Ms Kamrowski said because most animals evolved under natural day-night cycles, modern urban and industrial lighting was disruptive to numerous species, and posed a particular threat to marine turtles.
“Hatchling marine turtles rely on environmental cues such as natural light levels to find the ocean,” Ms Kamrowski said.
“Artificial lighting adjacent to the nesting beach, such as from housing estates, road lights or industry, can disrupt the hatchlings’ ability to perceive vital natural cues.
“The light pollution can cause the turtles to travel in the wrong direction or fail to find the ocean. This can lead to increased predation, dehydration, and ultimately dead hatchlings.”
Dr Mark Hamann of JCU, who supervised the research, said light pollution had long been one of the challenges of marine turtle ecology in Australia.
“Although it is well known that turtle hatchlings are disorientated by artificial light, this is the first large-scale study to assess relative changes in light levels at important turtle nesting areas over time,” he said.
“Very little light is necessary to disrupt turtle hatchlings, but we studied the changes in artificial light produced by larger sources, including urban settings, coastal development and industry,” he said.
The study findings indicated that all five of the marine turtle species that nest in Australia had nesting grounds where light levels had significantly increased since 1993, and east Australian flatbacks were most exposed.

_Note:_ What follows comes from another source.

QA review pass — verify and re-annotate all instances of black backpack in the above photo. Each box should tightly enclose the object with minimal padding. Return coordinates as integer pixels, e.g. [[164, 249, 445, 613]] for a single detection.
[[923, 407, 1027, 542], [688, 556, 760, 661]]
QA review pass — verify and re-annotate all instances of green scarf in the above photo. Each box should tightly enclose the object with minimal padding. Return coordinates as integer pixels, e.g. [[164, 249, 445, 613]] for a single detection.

“Our findings indicated that the greatest increases in light between 1993 and 2010 occurred at major flatback turtle rookeries in Queensland, including Peak Island in the Keppels, and at minor rookeries north of Rockhampton, including Townsville and Mackay,” Ms Kamrowski said.
“This is worrying given the proposed industrial development of the Queensland coast which will only increase light levels further.
“Given the importance of the turtle populations which nest here our findings demonstrate that rigorous light pollution management is vital, across Australia, particularly as coastal development continues,” she said.
“Fortunately we also found that all marine turtles had nesting areas which were either dark, or had light levels which had not changed over time. This is valuable information to have, as marine turtles may shift to these ‘buffer’ areas if light levels continue to increase in the future.”
Dr Hamann said a better understanding of trends in artificial lighting may help scientists plan more successful strategies for the future management of development in and around key habitat for marine turtle populations.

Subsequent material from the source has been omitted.